Nevada continued to suffer the highest unemployment rate among the states, 12.1 percent in August. Rhode Island and California were vexed by the next highest rates, 10.7 and 10.6 percent, respectively, and with Nevada they are still the only states with double-digit unemployment rates. As recently as early 2010, 18 states and DC had doubt-digit rates. North Dakota, still enjoying an energy boom, again registered the lowest jobless rate among the states, 3 percent.
The largest month-over-month increase in employment occurred in Texas (up 38,000 jobs), followed by Florida (up 23,200) and Missouri (up 17,900). Hawaii, Missouri and Oklahoma experienced the largest month-over-month percentage increases in employment (up 0.7 percent each). The largest decrease in employment for the month was in Virginia (down 12,400 jobs), while the largest monthly percentage decrease in employment was in DC, down 1.5 percent.
Manufacturing exports to rise, says consultancy
Manufactured exports—a bright spot of the U.S. economy in recent years—are set to surge, according to a new report by the Boston Consulting Group (BCG). Combined with jobs created as a result of re-shoring, higher U.S. exports could add 2.5 million to 5 million jobs by the end of the decade, as manufacturers shift production from European countries and Japan to take advantage of substantially lower costs in the U.S., the report optimistically predicts.
BCG projects that by around 2015, the U.S. will have an export cost advantage of 5 percent to 25 percent over Germany, Italy, France, the UK and Japan in a range of industries, with the drivers of this advantage being the cost of labor, natural gas and electricity. As a result, the U.S. could capture 2 percent to 4 percent of exports from the four European countries, and 3 percent to 7 percent from Japan, by the end of the current decade. That might not sound like much, but by BCG’s reckoning the capture would translate into as much as $90 billion in additional U.S. exports per year.
When the increase in U.S. exports to the rest of the world is included, annual gains could reach $130 billion. BCG forecasts that the biggest U.S. export gains will be in machinery, transportation equipment, electrical equipment and appliances and chemicals.

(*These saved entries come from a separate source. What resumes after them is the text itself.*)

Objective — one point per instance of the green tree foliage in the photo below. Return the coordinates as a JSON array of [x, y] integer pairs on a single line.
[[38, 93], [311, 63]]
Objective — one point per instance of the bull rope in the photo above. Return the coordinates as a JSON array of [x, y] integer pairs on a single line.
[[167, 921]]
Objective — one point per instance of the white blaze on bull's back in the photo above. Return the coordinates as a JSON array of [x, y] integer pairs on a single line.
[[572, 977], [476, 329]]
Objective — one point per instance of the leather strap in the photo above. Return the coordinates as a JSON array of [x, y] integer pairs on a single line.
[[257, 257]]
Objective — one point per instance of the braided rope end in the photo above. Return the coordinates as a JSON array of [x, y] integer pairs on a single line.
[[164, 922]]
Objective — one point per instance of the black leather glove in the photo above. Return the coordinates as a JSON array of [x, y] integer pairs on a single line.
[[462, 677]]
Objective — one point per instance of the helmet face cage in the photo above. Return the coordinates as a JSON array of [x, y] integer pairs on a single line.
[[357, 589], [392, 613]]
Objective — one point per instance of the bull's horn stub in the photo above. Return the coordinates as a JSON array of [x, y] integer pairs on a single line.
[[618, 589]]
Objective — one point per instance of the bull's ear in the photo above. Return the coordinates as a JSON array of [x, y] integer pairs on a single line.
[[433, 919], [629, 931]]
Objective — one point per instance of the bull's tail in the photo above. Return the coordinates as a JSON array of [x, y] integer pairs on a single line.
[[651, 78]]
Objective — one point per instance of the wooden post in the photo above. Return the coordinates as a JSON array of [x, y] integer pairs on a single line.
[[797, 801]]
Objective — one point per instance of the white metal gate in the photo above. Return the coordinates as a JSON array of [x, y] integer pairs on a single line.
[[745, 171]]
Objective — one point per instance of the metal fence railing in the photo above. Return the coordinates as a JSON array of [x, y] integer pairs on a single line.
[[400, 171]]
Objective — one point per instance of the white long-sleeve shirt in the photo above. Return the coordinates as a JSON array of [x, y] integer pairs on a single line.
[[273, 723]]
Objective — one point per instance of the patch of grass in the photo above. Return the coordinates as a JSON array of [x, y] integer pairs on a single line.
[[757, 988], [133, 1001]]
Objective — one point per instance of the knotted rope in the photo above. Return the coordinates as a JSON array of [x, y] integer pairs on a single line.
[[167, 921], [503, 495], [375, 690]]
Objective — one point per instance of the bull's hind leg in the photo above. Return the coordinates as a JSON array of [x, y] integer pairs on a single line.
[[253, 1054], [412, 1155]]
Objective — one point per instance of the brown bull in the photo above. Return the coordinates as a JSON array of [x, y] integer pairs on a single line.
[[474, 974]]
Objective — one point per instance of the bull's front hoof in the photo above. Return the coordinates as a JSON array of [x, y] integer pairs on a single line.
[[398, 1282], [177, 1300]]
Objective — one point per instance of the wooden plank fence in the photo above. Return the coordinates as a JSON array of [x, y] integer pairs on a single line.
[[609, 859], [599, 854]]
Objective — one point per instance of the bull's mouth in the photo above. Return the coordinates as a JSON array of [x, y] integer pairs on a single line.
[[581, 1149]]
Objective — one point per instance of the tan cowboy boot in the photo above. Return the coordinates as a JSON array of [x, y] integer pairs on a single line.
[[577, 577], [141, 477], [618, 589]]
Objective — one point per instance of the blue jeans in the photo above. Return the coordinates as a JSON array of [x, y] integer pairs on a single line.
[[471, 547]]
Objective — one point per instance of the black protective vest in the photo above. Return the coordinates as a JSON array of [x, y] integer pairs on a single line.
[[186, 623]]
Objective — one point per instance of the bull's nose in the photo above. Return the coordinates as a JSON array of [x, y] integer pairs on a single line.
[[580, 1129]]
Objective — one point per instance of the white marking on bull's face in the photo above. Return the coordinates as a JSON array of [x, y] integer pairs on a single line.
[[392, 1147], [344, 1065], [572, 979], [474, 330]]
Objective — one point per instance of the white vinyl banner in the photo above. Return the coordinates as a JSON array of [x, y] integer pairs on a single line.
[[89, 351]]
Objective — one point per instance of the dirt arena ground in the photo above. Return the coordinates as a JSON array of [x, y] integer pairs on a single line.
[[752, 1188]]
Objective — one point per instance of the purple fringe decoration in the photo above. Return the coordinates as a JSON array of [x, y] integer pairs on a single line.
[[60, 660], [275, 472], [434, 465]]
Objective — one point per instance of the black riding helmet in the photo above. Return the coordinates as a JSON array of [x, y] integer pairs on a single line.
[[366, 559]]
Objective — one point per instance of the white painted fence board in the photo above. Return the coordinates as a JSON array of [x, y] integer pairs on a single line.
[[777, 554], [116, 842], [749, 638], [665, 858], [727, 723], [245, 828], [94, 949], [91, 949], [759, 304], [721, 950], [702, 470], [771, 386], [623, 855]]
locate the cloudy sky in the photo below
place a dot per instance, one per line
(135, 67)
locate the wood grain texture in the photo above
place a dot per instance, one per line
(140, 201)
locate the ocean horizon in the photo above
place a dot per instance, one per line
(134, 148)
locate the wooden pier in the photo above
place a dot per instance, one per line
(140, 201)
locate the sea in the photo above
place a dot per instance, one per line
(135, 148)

On Saturday, the U.S. Senate approved a $500 billion spending bill to finance the federal government for half a year from Oct. 1, adding its approval to the U.S. House’s earlier passage of the bill. Congress is now in recess until after the election, after which it will be a lame duck body but nevertheless tasked to deal with certain problematic fiscal details, such as the fiscal cliff.
Wall Street was up most of the day on Friday, but in the end barely moved downward. The Dow Jones Industrial Average was down 17.46 points, or 0.13 percent, while the S&P 500 lost an infinitesimal 0.01 percent. The Nasdaq gained 0.13 percent.